日本陸連は2日、陸上世界選手権(13~21日、国立競技場)の代表選手を発表した。

女子円盤投げで19年ドーハ大会に続く2度目の代表になった郡菜々佳(28、サトウ食品新潟アルビレックスRC)はクラブ事務所で会見。「自国開催なので、何としても出たかった」と笑顔だ。36位以内が出場権圏の、獲得ポイントの世界ランキングでは38位だったが、開催国枠で代表入り。「たくさん海外遠征に行かせていただいた。その経験が今回につながった」と在籍4年目のクラブの支援に感謝した。

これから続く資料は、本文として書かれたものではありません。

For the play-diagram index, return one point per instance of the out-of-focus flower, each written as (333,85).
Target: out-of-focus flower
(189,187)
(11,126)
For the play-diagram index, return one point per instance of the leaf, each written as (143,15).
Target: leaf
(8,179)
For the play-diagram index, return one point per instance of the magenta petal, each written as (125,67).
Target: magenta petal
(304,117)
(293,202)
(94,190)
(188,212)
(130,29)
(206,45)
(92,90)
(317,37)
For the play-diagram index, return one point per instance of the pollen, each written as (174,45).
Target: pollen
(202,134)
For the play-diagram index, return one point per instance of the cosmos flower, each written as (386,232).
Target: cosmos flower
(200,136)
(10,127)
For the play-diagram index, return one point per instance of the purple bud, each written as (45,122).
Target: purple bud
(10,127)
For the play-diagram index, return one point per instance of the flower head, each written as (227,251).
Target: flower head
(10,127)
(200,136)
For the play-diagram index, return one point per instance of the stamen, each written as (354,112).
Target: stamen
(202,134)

今年2月のニュージーランドを皮切りに、8月下旬のブラジルまで6カ国に遠征。武者修行さながらのほぼ1人での参戦は、貴重な経験になった。「6年前の世界陸上は心身未熟。何も分からず出ただけだった」。今回、「(東京に出場する女子円盤投げの)半分以上の選手が知り合い。友だちもできた」と場数を踏んだことは強みだ。

会見の途中、クラブの大野公彦社長(47)が、競技継続を断念しようとしていた郡をクラブに誘ったエピソードを披露すると、「感謝の気持ちがあふれて…」と涙ぐむ場面も。「出場にこぎ着けるのがやっと。強い気持ちで゛決勝に行くぞ゛と言えないのが正直なところ」と控えめだが、「自己ベストを超えることで決勝進出が見えてくる」。自身の持つ日本記録で自己ベストの60メートル72の更新をひそかに狙っている。